O projeto altera a Lei Orgânica da Saúde e a legislação que institui o Dia Nacional de Luta contra a Endometriose e a Semana de Conscientização da Doença. Entre as diretrizes estão a criação de um registro nacional da enfermidade, a definição de regras para licenças médicas e a divulgação anual de dados sobre a política pública voltada à doença.
A proposta faz parte da Frente Parlamentar da Endometriose, presidida por Dayany Bittencourt, que passou pela retirada do útero em decorrência da comorbidade. “A endometriose não é frescura, é uma doença que afeta cerca de 8 milhões de brasileiras.
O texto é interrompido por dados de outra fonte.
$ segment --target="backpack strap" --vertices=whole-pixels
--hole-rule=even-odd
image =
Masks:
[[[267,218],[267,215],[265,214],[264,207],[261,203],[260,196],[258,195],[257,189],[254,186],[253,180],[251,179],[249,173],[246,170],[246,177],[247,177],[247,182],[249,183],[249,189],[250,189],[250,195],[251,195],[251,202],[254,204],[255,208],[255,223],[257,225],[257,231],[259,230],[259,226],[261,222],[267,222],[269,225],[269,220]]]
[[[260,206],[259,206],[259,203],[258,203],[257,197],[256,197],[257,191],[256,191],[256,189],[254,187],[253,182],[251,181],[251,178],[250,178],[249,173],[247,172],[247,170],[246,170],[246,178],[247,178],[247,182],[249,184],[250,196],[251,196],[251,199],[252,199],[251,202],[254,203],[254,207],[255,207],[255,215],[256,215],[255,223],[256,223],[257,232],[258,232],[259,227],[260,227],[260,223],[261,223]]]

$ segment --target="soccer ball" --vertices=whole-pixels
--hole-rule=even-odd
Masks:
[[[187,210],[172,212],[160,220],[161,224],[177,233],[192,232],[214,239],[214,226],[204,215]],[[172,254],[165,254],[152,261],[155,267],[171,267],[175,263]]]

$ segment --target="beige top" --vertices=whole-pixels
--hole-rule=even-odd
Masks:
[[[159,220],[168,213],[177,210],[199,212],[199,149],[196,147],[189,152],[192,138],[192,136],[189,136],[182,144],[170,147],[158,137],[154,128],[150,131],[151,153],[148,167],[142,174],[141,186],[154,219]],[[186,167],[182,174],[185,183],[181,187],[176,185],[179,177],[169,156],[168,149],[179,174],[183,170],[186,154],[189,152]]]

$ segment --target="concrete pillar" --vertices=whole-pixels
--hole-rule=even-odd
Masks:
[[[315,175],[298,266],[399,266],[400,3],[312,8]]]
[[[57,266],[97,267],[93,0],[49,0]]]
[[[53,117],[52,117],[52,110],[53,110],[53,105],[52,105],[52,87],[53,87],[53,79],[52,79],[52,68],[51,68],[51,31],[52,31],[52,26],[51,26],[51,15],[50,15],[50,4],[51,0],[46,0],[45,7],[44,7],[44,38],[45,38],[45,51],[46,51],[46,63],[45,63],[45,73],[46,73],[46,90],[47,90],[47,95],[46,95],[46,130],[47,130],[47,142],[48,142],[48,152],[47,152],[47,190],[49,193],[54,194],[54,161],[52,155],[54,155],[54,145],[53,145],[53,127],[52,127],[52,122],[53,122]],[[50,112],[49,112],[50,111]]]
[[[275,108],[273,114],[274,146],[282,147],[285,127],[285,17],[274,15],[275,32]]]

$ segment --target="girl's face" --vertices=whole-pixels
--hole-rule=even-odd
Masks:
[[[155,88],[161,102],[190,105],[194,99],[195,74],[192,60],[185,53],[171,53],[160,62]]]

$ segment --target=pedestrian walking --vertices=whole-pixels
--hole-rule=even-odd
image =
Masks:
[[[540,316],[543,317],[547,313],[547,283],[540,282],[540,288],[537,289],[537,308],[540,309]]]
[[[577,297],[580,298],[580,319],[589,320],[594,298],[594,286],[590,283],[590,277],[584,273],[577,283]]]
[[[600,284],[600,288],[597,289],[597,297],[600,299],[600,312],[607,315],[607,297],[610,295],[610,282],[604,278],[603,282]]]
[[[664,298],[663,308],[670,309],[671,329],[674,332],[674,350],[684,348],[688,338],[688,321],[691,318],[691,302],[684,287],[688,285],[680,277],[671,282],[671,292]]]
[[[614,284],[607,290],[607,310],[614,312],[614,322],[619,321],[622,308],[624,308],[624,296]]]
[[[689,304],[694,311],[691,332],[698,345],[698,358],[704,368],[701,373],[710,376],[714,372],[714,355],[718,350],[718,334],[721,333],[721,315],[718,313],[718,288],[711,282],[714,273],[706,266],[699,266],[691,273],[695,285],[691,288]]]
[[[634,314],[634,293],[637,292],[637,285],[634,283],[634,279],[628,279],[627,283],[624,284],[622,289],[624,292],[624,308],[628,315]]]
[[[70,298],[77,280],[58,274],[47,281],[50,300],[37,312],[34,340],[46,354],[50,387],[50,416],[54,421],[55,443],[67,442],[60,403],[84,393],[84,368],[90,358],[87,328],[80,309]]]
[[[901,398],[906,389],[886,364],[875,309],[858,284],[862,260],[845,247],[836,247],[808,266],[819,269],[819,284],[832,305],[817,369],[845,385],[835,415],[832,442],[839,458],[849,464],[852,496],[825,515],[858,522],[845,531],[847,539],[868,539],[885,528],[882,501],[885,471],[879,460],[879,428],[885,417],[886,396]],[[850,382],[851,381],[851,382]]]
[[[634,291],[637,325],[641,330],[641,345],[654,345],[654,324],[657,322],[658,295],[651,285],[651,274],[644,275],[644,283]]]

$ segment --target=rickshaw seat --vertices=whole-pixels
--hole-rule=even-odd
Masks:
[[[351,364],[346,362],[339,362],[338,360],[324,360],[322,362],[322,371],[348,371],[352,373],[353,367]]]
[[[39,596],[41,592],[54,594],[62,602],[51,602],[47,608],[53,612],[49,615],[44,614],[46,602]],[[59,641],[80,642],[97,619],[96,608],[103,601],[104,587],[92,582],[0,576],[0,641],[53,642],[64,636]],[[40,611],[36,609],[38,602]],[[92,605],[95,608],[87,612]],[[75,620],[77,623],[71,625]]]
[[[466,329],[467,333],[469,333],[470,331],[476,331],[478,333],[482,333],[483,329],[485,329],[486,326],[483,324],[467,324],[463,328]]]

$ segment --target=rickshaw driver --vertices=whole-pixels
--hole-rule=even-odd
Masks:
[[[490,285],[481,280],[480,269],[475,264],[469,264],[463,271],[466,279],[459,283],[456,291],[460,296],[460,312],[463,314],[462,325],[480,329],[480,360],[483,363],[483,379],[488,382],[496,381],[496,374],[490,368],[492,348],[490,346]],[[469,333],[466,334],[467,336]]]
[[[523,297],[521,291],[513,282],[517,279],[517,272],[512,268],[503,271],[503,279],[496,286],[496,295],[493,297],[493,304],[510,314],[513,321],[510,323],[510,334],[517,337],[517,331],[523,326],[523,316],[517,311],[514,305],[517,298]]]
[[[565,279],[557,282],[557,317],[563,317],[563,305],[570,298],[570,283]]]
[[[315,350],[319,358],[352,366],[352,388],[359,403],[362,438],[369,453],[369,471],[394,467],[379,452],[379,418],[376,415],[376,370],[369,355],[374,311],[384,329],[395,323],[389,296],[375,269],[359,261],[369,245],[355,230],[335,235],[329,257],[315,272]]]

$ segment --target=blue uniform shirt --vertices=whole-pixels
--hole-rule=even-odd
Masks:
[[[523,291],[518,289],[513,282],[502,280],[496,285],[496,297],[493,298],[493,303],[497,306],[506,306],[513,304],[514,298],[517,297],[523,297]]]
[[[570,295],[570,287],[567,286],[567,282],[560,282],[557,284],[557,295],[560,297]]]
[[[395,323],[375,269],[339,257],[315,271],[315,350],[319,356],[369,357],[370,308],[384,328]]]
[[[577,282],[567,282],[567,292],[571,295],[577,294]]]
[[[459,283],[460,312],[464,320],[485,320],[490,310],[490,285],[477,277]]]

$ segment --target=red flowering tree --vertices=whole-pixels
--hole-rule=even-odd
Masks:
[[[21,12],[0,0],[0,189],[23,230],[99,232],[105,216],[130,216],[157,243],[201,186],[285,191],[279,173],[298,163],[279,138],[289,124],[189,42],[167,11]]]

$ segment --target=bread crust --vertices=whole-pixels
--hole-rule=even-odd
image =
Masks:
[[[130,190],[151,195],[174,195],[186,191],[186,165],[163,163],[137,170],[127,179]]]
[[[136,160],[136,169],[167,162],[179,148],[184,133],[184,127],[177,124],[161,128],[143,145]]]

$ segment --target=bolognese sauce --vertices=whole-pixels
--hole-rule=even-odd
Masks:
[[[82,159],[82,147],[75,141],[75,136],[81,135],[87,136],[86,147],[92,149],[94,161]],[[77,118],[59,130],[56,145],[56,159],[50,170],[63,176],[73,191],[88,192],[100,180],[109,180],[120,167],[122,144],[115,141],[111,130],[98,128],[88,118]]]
É um assunto sério que merece atenção“, enfatiza a deputada.
Damares Alves destacou que a medida contribuirá para romper preconceitos históricos. “Essas mulheres, com dor, não conseguem trabalhar, fogem da faculdade ou escola. Mães que não sabiam o que tinham ouviam que deveriam sofrer. É endometriose, não é frescura”, afirmou.